Bir kimse varlık içinde köşkünde yaşamakta idi. Çok zengin idi. Bir gün kuş sütünün dahi olduğu bir sofra hazırlamış eşi ile beraber yemek yerler iken kapı çalınır. Adam kapıyı açar ve bakar ki kir pas içinde elbiseleri yırtık ve elindeki kırık ve paslı tabağı uzatan bir dilenci: Allah’ın size verdikerinden şu fakire için biraz verir misiniz? der.

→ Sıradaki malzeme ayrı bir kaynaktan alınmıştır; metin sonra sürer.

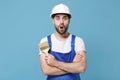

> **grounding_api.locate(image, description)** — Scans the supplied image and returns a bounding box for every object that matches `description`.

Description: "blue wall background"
[0,0,120,80]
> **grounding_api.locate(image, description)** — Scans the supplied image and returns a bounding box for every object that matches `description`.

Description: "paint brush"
[39,41,50,54]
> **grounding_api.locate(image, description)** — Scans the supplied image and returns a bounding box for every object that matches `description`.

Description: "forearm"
[55,61,86,73]
[40,54,68,75]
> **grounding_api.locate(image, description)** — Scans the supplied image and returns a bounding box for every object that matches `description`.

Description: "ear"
[51,18,54,24]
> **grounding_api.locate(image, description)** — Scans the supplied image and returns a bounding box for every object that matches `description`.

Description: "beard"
[55,25,68,35]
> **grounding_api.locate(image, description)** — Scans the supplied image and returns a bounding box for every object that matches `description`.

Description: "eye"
[63,16,69,20]
[55,16,60,20]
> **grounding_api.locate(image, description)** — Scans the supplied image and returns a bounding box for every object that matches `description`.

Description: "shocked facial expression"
[53,14,70,35]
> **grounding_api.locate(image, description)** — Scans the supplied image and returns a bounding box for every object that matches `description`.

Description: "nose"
[60,19,64,23]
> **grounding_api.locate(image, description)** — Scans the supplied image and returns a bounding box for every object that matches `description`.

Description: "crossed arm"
[40,51,86,75]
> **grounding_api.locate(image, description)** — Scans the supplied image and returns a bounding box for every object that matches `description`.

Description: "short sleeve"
[38,37,47,55]
[75,36,86,52]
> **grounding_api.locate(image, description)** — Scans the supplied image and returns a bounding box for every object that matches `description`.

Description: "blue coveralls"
[47,35,81,80]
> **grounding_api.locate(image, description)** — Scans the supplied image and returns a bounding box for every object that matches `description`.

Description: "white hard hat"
[50,4,71,17]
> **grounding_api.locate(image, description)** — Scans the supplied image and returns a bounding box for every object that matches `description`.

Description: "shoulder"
[75,36,83,42]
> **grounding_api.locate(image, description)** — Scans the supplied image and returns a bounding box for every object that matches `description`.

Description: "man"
[40,4,86,80]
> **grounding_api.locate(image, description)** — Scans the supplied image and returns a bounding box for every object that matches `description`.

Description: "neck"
[54,32,70,40]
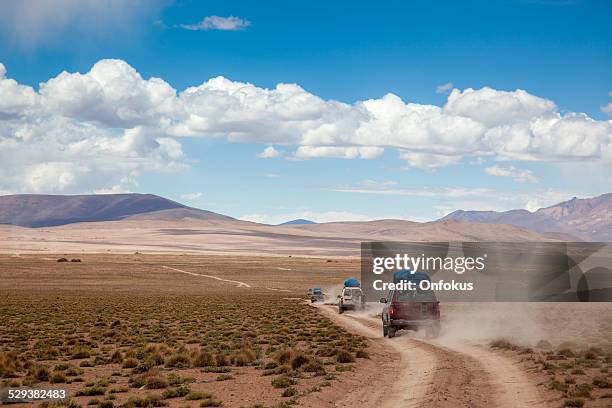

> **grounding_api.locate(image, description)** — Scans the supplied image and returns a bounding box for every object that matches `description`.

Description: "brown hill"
[0,194,232,227]
[441,193,612,241]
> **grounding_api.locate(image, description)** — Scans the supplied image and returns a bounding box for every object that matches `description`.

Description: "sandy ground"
[0,218,559,256]
[318,306,558,408]
[0,253,612,408]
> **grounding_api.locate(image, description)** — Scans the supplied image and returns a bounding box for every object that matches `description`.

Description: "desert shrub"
[168,373,195,385]
[191,350,217,367]
[185,391,212,401]
[0,351,21,378]
[593,376,612,388]
[49,371,66,384]
[28,364,49,381]
[272,375,295,388]
[70,345,91,360]
[336,350,355,363]
[302,360,325,375]
[274,349,291,364]
[548,379,569,392]
[569,383,593,398]
[162,385,191,399]
[232,348,257,367]
[200,398,222,407]
[281,387,298,397]
[74,386,106,397]
[110,349,123,364]
[145,376,168,390]
[165,352,191,368]
[123,357,138,368]
[125,395,168,408]
[290,352,309,370]
[336,364,353,373]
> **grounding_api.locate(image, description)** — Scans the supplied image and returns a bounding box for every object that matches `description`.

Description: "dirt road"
[317,306,551,408]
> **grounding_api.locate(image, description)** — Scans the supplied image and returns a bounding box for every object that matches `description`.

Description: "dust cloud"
[439,302,612,347]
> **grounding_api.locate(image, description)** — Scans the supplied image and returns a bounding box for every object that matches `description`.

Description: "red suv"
[380,290,440,338]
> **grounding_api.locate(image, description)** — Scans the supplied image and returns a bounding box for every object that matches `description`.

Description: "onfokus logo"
[372,253,487,275]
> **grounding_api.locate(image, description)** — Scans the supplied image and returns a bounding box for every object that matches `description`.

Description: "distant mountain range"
[440,193,612,241]
[0,194,233,227]
[0,193,612,241]
[278,218,316,225]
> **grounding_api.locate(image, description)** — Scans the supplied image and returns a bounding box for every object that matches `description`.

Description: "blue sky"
[0,0,612,222]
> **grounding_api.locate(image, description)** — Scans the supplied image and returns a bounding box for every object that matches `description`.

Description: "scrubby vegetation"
[490,339,612,407]
[0,253,368,407]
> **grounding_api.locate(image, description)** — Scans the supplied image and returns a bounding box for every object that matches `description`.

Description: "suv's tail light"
[389,302,395,317]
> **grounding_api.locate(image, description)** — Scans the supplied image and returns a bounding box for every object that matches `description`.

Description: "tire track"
[161,265,251,288]
[318,306,549,408]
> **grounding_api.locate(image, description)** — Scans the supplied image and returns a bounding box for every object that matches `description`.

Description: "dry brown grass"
[0,255,367,407]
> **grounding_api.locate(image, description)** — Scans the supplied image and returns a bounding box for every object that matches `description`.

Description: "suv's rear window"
[394,289,436,302]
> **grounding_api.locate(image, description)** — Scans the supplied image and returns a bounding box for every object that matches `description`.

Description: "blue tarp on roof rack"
[393,269,431,283]
[344,278,361,288]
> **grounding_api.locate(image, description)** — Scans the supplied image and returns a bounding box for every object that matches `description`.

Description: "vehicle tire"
[425,323,440,339]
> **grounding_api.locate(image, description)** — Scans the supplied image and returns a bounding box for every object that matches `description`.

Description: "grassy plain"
[0,254,369,407]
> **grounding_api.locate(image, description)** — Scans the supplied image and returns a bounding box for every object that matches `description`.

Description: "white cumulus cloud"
[179,191,204,201]
[181,16,251,31]
[257,146,283,159]
[0,60,612,192]
[485,165,538,183]
[436,82,454,94]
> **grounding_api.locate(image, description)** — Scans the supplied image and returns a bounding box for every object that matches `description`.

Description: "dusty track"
[162,265,251,288]
[318,306,549,408]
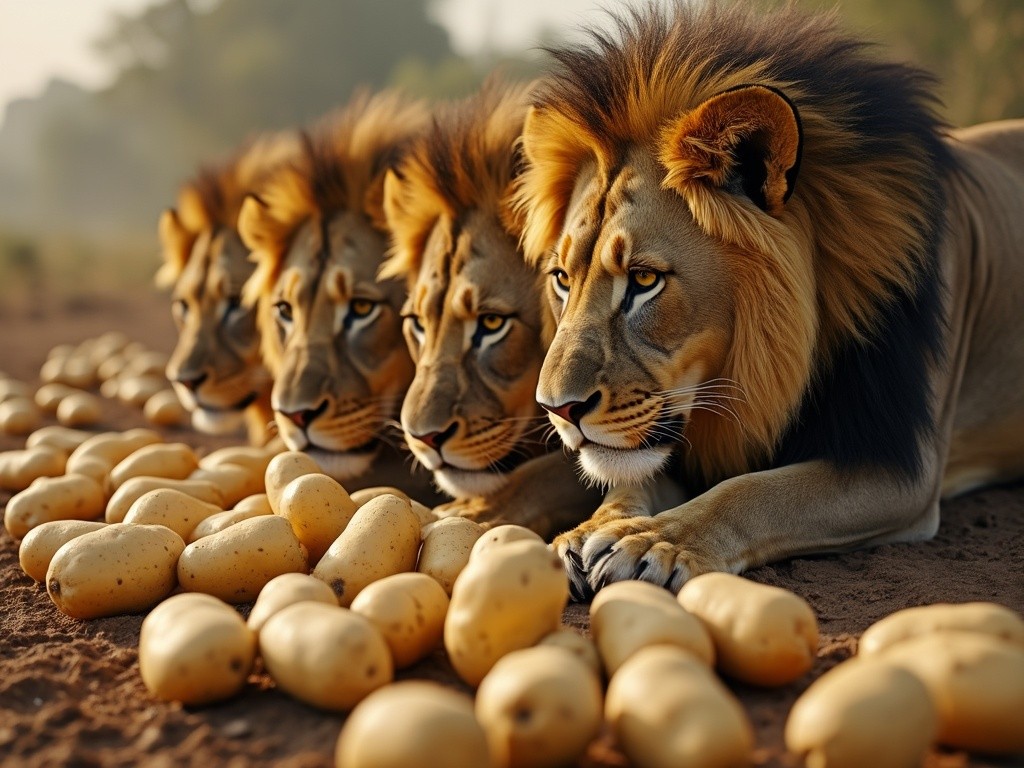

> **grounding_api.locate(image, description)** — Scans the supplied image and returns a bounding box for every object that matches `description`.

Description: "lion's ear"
[658,85,803,216]
[156,208,196,288]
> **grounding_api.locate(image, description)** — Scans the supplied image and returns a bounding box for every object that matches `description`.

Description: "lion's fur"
[518,1,955,481]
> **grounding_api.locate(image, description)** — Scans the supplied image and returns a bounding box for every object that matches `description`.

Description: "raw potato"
[278,473,355,563]
[352,573,449,670]
[57,392,103,427]
[313,494,420,607]
[263,451,324,514]
[679,573,818,686]
[110,442,199,490]
[871,630,1024,755]
[25,424,96,455]
[0,397,42,435]
[187,507,273,544]
[444,541,569,686]
[604,645,754,768]
[46,523,185,618]
[538,627,604,677]
[416,517,484,596]
[590,582,715,676]
[0,445,68,492]
[857,602,1024,656]
[259,602,391,722]
[138,592,256,705]
[3,475,104,539]
[188,464,263,508]
[476,646,603,768]
[469,523,544,559]
[104,475,224,522]
[124,488,223,541]
[178,515,309,603]
[335,680,495,768]
[785,658,938,768]
[142,389,188,427]
[247,573,338,633]
[17,520,106,584]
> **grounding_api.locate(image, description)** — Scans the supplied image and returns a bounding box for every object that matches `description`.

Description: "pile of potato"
[0,385,1024,768]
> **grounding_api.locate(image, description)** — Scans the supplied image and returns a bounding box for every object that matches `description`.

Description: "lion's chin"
[434,467,508,499]
[580,442,672,487]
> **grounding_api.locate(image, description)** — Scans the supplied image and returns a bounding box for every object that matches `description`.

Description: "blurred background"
[0,0,1024,317]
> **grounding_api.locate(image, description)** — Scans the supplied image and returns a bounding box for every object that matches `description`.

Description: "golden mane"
[240,91,427,304]
[380,79,530,278]
[516,0,953,478]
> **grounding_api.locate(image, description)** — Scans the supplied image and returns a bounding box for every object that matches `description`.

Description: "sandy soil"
[0,291,1024,768]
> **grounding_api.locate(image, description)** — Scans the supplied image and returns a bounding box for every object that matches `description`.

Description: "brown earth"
[0,290,1024,768]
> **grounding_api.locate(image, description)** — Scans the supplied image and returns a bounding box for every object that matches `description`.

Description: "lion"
[517,2,1024,599]
[380,78,600,537]
[239,91,440,499]
[156,133,298,445]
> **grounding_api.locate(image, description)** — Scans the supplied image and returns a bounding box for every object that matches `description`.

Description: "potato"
[138,592,256,705]
[142,389,188,427]
[0,397,42,435]
[0,445,68,492]
[124,488,223,541]
[476,646,603,768]
[313,494,420,607]
[590,582,715,675]
[178,515,309,603]
[247,573,338,633]
[335,680,495,768]
[604,645,754,768]
[3,475,104,539]
[46,523,185,618]
[56,392,103,427]
[259,606,391,720]
[104,475,224,522]
[785,658,938,768]
[33,381,82,414]
[17,520,106,583]
[199,445,276,481]
[444,541,569,686]
[538,627,604,677]
[68,429,163,474]
[188,464,263,508]
[469,523,544,559]
[857,602,1024,656]
[25,424,96,455]
[118,371,167,408]
[869,630,1024,755]
[416,517,484,596]
[278,473,355,563]
[351,573,449,670]
[110,442,199,490]
[678,573,818,686]
[263,451,324,514]
[186,506,272,544]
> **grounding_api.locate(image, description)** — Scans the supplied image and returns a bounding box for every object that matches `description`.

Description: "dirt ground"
[0,291,1024,768]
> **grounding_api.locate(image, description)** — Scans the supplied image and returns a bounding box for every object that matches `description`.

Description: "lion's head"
[239,93,426,479]
[518,2,948,484]
[382,81,551,498]
[157,134,298,441]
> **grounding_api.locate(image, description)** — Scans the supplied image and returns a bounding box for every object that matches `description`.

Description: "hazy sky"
[0,0,624,116]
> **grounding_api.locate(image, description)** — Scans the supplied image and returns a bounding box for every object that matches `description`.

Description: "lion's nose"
[541,392,601,427]
[413,422,459,451]
[281,400,327,429]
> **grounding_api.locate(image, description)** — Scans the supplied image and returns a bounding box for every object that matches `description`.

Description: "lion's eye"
[273,301,292,323]
[478,314,508,334]
[630,269,662,292]
[348,299,376,317]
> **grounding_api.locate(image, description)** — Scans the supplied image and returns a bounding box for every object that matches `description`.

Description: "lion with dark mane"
[518,2,1024,597]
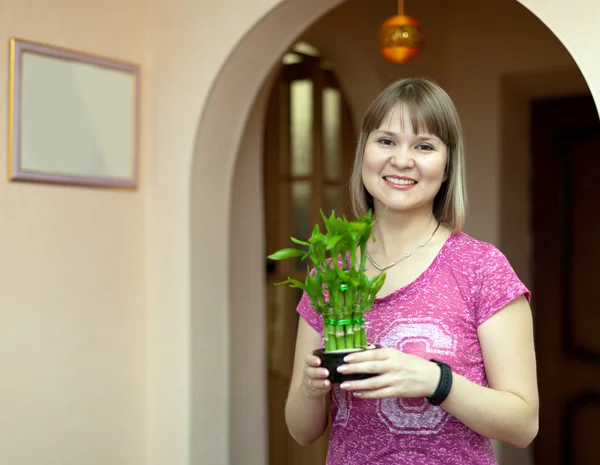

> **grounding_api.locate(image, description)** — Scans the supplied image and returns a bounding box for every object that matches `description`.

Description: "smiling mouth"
[383,176,417,186]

Adam hor bakışlar ile dilenciye bakar dilenciyi iter.dilenci düşer yaralanır tabağı ise elinden kayar gider. Adam kaba sözler söyleyip kapıyı hızla kapatır.
Dilenci mahzun yaralı keder ve acı içinde beddua ederek oradan ayrılır. Derken zaman geçer. Zengin adamın işleri yavaş yavaş bozulur. Adam gittikçe fakirleşir. Nihayet o dereceye gelir ki elindeki servetini kaybeder. Fakirlikten köşkünü de kaybeder ve eşinden de boşanır.
Artık dilenerek sadakalar ile geçinmeye başlar.ancak zengin olduğu yerde dilenmek zoruna gider.daha uzak yerlere gider dilenerek yaşamaya çalışır.
Bir gün bir kapıya gider. Çalar kapıyı bir adam açar.
Dilenci adama: Allah’ın size verdiğinden şu garibana biraz verir misin der.Adam içeri girer eşine giyecek ve yiyecek bir şeyler alıp dilenciye vermesini söyler.
Eşi hazırlar kapıya götürür. Döndüğünde ağlamaktadır.
Adam niçin ağladığını sorunca: Şu kapıdaki dilenci benim eski kocamdır der. Meğer boşadığı karısı yeniden evlenmiş ve bu beldeye göç etmiştir. Kadın yeni eşine eski durumlarını hikaye eder adamda ağlamaya başlar.
Kadın sebebini sorunca adam: o kovduğu dilenci adam benim der. Nereden nereye. Ne oldum dememeli ne olacağım demeli.
Haydi dilenciye para vermeyeceksin madem bu kadar kaba davranış neden? Mazlumun bedduası tutar.